The matters that require notification to the Registrar are broader than those that require notification to, or approval from, Australia’s Foreign Investment Review Board (FIRB). For example, all interests in Australian land must be registered regardless of the value of the transaction. Those who fail to comply with notification requirements can be fined up to AU$78,250, so it is important that foreign persons are aware of, and comply with, their notification requirements.
Below are some scenarios which may trigger an obligation to notify the Registrar.
All foreign persons must notify the Registrar within 30 days of acquiring certain interests in Australian land regardless of value. This includes entering into a lease which gives rights to occupy Australian land, and where the term of the lease is reasonably likely to exceed five years at the time that the lease is entered into, including options to extend.
For example, if an Australian corporation with a foreign holding company were to enter into a lease for new office premises, with the term of the lease being four years and with an option to extend for two years, the Australian corporation would be regarded as a foreign person and be required to give notice to the Registrar of its interest within 30 days of signing the lease.

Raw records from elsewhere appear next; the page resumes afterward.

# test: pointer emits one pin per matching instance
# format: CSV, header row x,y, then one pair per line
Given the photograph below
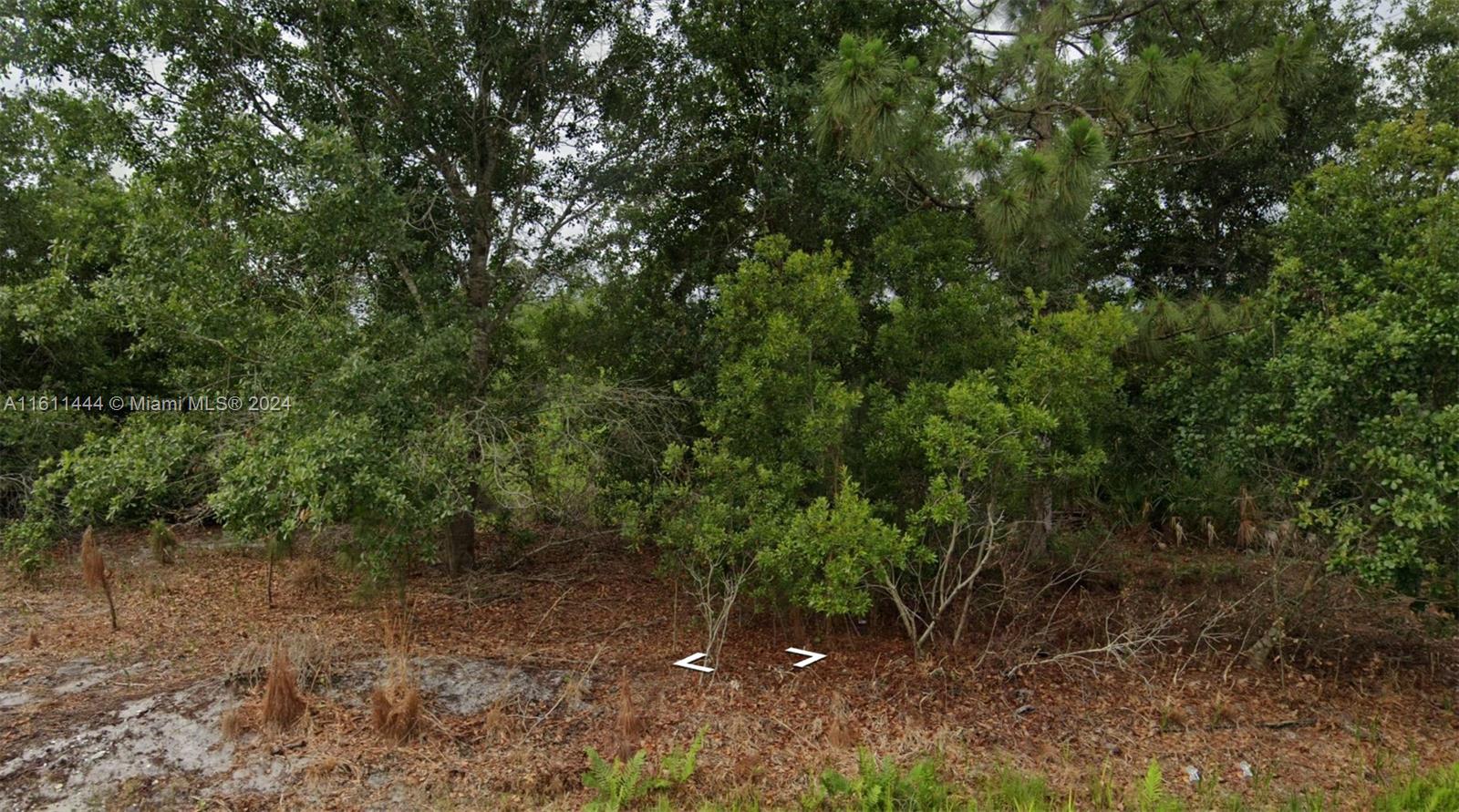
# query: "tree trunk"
x,y
1040,505
460,541
111,605
460,549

Australian entities that have been acquired by foreign corporations that hold interests in Australian land, regardless of value, must notify the Registrar within 30 days of becoming a foreign person.
This notification requirement is separate from any requirement that the acquiring foreign company may have to notify and seek prior approval from FIRB or notify the Registrar.
For example, where an Australian-owned company is acquired by a foreign company and, at the time of the acquisition, the Australian company’s wholly owned subsidiary owns freehold commercial land and leases three additional properties - each with lease terms exceeding five years - the Australian company’s wholly owned subsidiary must notify the Registrar of its interest in the freehold land and the leases within 30 days of it becoming a foreign person.
Australian entities that become foreign persons due to an acquisition - including through upstream acquisitions, such as in the example above - must also notify the Registrar within 30 days of becoming a foreign person of certain interests in businesses or assets, if those interests would have been ‘notifiable actions’ had they been acquired by that Australian entity on the date that it became a foreign person.
For example, if an Australian-owned company owns 25% of the shares in an electricity generation company and the Australian-owned company is acquired by a foreign buyer, even though the foreign buyer would have received FIRB approval and has complied with its notification requirements, the Australian company may also have to notify the Registrar of its interest in the electricity generation company. If the electricity generation company is considered a ‘national security business’, then notification to the Register of the Australian company’s 25% interest in the generation company is also required.
A foreign person may have a further obligation to notify the Registrar of changes to interests previously notified. Notification obligations may arise where there has been a subsequent purchase or divestment of interests in Australian entities or businesses and the change in interest is 5% or more, or in the case of an interest in land recorded on the Register, there is a change in the type of that land – for example, if the type of land changes from residential to commercial.
For example, where an Australian company with 100% foreign ownership has acquired a 25% interest in a domestic retail corporation with a purchase price over the relevant FIRB monetary threshold, the foreign-owned Australian company would be considered a foreign person and - due to the value of its 25% interest in the retail corporation – it would have had to obtain FIRB approval for the acquisition and notify the Registrar. Two years later, if the Australian company were to sell some of its shares in the domestic retail corporation, after which it would hold 15%, it must notify the Registrar of this change in its interest.
Given the complexities of the notification rules and the significant penalties for non-compliance, we recommend seeking legal advice if you are unsure of your registration obligations.